Emphasising the new freedoms the press was enjoying under his six-month rule President Sirisena said if the attacks had taken place before 8 January, the whole country would know what would have happened to those expressing the views.
«Criticism is an important an important aspect of a democracy. I applaud those who criticise me» the President said.
 “My opposition to Mahinda Rajapaksa stands,” Sirisena said in answer to his critics who have accused the President of striking a ‘deal’ with his predecessor. “There are no dealings between Mahinda Rajapaksa and I. I will not rollback the January 8 mandate,” he pledged.
He also defended his decision to take over the reins of his party.

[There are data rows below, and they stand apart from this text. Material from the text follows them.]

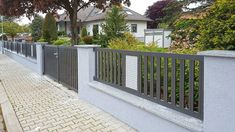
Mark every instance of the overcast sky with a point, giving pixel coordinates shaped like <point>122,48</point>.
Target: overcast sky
<point>139,6</point>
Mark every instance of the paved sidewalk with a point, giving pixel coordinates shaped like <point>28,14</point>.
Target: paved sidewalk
<point>2,126</point>
<point>41,106</point>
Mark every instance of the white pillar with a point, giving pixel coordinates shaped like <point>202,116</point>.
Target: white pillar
<point>86,67</point>
<point>40,57</point>
<point>1,47</point>
<point>219,91</point>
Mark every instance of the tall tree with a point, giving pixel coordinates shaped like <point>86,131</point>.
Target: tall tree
<point>163,11</point>
<point>19,7</point>
<point>49,28</point>
<point>11,29</point>
<point>36,27</point>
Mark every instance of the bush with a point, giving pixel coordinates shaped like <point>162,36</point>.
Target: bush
<point>41,40</point>
<point>87,39</point>
<point>62,41</point>
<point>217,30</point>
<point>61,33</point>
<point>49,28</point>
<point>84,32</point>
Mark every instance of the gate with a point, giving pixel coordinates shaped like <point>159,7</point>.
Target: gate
<point>61,64</point>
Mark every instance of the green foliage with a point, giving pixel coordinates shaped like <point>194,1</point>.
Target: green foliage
<point>115,25</point>
<point>49,28</point>
<point>172,12</point>
<point>11,29</point>
<point>84,32</point>
<point>36,27</point>
<point>62,41</point>
<point>61,33</point>
<point>41,40</point>
<point>129,42</point>
<point>217,30</point>
<point>87,39</point>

If Mahinda Rajapaksa had continued to lead the SLFP after the presidential elections, his constitutional reforms to curb the powers of the presidency and restore independence to state sector appointments would, President Sirisena said.
Sirisena said he had no interest in which party won the August poll. 
“My only hope is to have a majority of MPs in the new Parliament will support his 8 January mandate for reform,” the President said.
He pledged to remain neutral at the August election. “I will support the elections commissioner, the police force and public officials to conduct a free and fair election,” the President promised.
Mahinda Rajapaksa handed in nominations on Monday to contest in the Kurunegala District north west of the island, Sri Lanka’s third most populous district to raise his claim for Prime Minister if the UPFA wins the polls.

Timely message by Maithri

“Sirisena delivered a timely message and neutralised the campaign of the corrupt Rajapaksa,” Keerthi Tennakoon, the executive director of Campaign for Free and Fair Election told Reuters. “Now most of Rajapaksa’s supporters will try to dissociate from him.”